If a knot projection $P$ is a simple curve, it is easy to see that $4_{1}$ projection (cf. Fig. 20) is obtained by $1a$ and $s2a$. In the following, we assume that a knot projection is a non-trivial knot projection. We consider a prime decomposition as Fig. 14. If a knot projection $P$ has a non-trivial sub-curve such that the sub-curve has exactly two end points and if we can find a simple arc closing the two endpoints of the curve that produces a prime knot projection and where the closing does not create double points, then the non-trivial sub-curve is called a prime part of $P$. Let us encircle the prime part at one of the most inner regions by one circle, called a red circle, where we arbitrarily select an innermost prime part. If we replace the prime part with a simple arc, we precede to the next stage and repeat; we encircle the prime part of one of the innermost regions by a red circle that must not intersect the other red circles. We continue to draw red circles not intersecting the other red circles. Finally, we draw a circle whose part is contained by the outermost region and select a next-innermost prime part and repeat the above process. For each step, if the outermost red circle is already given by the former process, we omit drawing it (e.g., Fig. 14). Since the number of double points in a knot projection is finite, every encircling must eventually stop. As a result, we can choose a decomposition where each red circle $r$ contains a prime part where we replace prime parts $t_{1},t_{2},\dots,t_{m}$ with simple arcs $a_{1},a_{2},\dots,a_{m}$ if the other red circles $r_{1},r_{2},\dots,r_{m}$ are contained in $r$.

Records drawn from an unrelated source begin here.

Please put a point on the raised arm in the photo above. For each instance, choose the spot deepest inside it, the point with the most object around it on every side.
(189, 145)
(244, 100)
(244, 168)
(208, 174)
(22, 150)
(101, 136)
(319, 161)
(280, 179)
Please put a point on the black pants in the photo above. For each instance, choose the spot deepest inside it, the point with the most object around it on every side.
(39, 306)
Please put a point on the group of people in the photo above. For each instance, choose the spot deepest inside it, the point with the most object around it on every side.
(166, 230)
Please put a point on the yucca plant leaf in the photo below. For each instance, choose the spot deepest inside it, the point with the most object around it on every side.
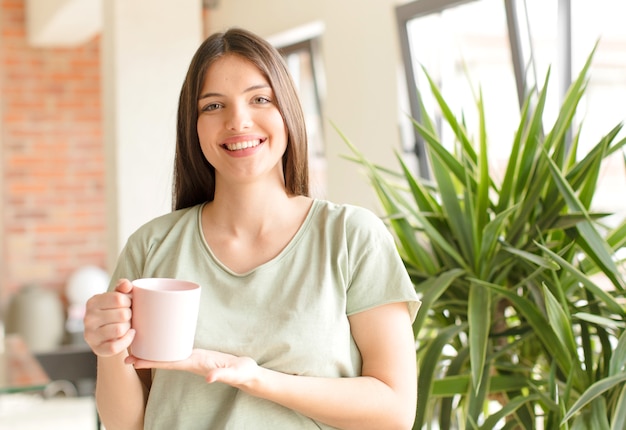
(539, 323)
(559, 322)
(457, 128)
(597, 291)
(618, 421)
(428, 370)
(479, 319)
(600, 320)
(432, 289)
(617, 363)
(595, 390)
(589, 238)
(508, 409)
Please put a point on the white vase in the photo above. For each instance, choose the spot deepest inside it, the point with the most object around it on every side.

Let us look at Fig. 15. Every red circle can be drawn as in Fig. 15. Call the two arcs of Fig. 15 marked arcs. Every arc of the sub-diagram within the red circle of Fig. 15 is called a prime part’s arc. Choose two non-marked arcs $\alpha_{1}$ and $\alpha_{2}$ in the same region where one is picked from a prime part’s arc $\alpha_{1}$ and the other is picked from a distinct neighboring prime part’s arc $\alpha_{2}$. Apply the operation shown in Fig. 16 to arcs $\alpha_{1}$ and $\alpha_{2}$. This operation is one $s2a$ or a pair of $s2a$ and $1a$; if two arcs $\alpha_{1}$ and $\alpha_{2}$ cannot make a coherent $2$-gon directly, we make the allowable situation by applying one $1a$ (see Fig. 16).

As a result, the relation of the two neighboring prime parts is not a connected sum and so we should delete the red circle between the two prime parts. We apply this operation to every red circle, and so we can eventually resolve all the connected summations to obtain a prime knot projection. Thus, the proof is completed. ∎

If $|\tau(P)|\leq 2$, $|\tau(P)|=1$ by Theorem (1). We have $|\tau(4_{1})|=1$ (the symbol $4_{1}$ presents a knot projection, see Fig. 20). Thus, we can assume that $|\tau(P)|\geq 3$ in the following. Let $Q_{1}$ (resp. $Q_{2}$) be the left (resp. right) figure of Fig. 13. By Lemma 4, we can find at least one copy of either $Q_{1}$ or $Q_{2}$ within any arbitrary circle arrangement. For such an arbitrary circle arrangement $s=s_{1}$, obtain $s_{2}$ by deleting this part, denoted by $R_{1}$ $=$ $Q_{1}$ or $Q_{2}$. In $s_{2}$, we can find at least one copy of $Q_{1}$ or $Q_{2}$ which we denoted by $R_{2}$. Repeating the deletions, we eventually have exactly one circle $s_{m+1}$ and a sequence $R_{1}R_{2}R_{3}\dots R_{m-1}R_{m}$ for some positive integer $m$.

Next, we will construct any circle arrangement from one circle $O$. For one circle $O$, we put $R_{m}$ in the two regions given by $O$ on $S^{2}$. Using Lemma 3, if $R_{m}$ $=$ $Q_{1}$ (resp. $Q_{2}$), we consider the connected sum of the trefoil (resp. $6_{3}$) projection and $O$ as in Fig. 12. Next, for $R_{m-1}$, we consider an appropriate connected sum by specifying $R_{m-1}$ and $s_{m-1}$. By applying connected sums step by step as above, we finally obtain a knot projection $P$ such that $\tau(P)$ $=$ $s_{1}$ $=$ $s$ and $P$ consists of finitely many trefoil and $6_{3}$ projections.

Next we consider the goal of obtaining a prime knot projection such that $\tau(P)$ $=$ $s$. To obtain such a knot projection, every time we consider a connected sum in the above step $R_{k}\to R_{k-1}$, we apply an operation $s2a$ or a pair $(1a)(s2a)$ as Fig. 16 (e.g., Fig. 17).

∎